It’s been a pretty big debate around amateur athletics since the College Football Playoff replaced the now-defunct Bowl Championship Series.
Some argue that four teams vying for the national championship is far too few. Others believe that the current system is just right when it comes to competitive postseason play.
It now looks like the powers that be are considering expanding the current four-team model to 12 programs.
“The CFP’s four-person group — which consists of SEC commissioner Greg Sankey, Big 12 commissioner Bob Bowlsby, Mountain West commissioner Craig Thompson and Notre Dame athletic director Jack Swarbrick — is expected to recommend a 12-team playoff,” The Athletic reported on Thursday.
A full announcement with more details on the plan is expected at some point soon, The Athletic noted. The Associated Press reports that the proposal would be considered next week by conference commissioner’s who manage the College Football Playoff system.
How would the new 12-team College Football Playoff system look?
- The six-highest ranked conference champions in major college football would receive automatic bids to the CFP. Obviously, that includes the ACC, SEC, Big 10 and the Big 12 — the Power 5, so to speak.
- A total of six at-large selections would also be included in the field of 12. These would primarily come from major conferences, too.
- The four highest-ranked conference champions would receive first-round byes with the other eight teams playing games on campus.
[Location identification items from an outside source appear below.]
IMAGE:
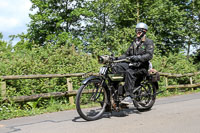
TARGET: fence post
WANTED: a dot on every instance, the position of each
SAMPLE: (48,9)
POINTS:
(70,88)
(191,83)
(166,84)
(3,90)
College Football Playoff history and new proposed format
Arguments on both sides hold some water. Of the seven CFP tournaments in history, the top team has come out on top just twice. That included Alabama this past season and LSU in 2019. Prior to that, No. 1 teams were 0-5 in winning the College Football Playoff.
On the other hand, there’s an argument in play here that suggests expanding the field to 12 teams would create a watered-down product. Let’s use last season as an example.
Under this newly-proposed plan, Alabama, Clemson, Ohio State and Texas A&M would have had a first-round bye. Notre Dame would have had to play a first-round game at home despite finishing as the fourth seed because of its loss to Clemson in the ACC Championship Game. Here’s how those matchups would have looked.
- 5) Notre Dame vs. 12) Coastal Carolina
- 6) Texas A&M vs. 11) Indiana
- 7) Florida vs. 10) Iowa State
- 8) Cincinnati vs. 9) Georgia
How many of these four games would you have been excited for? Either way, this is definitely something to keep an eye on moving forward.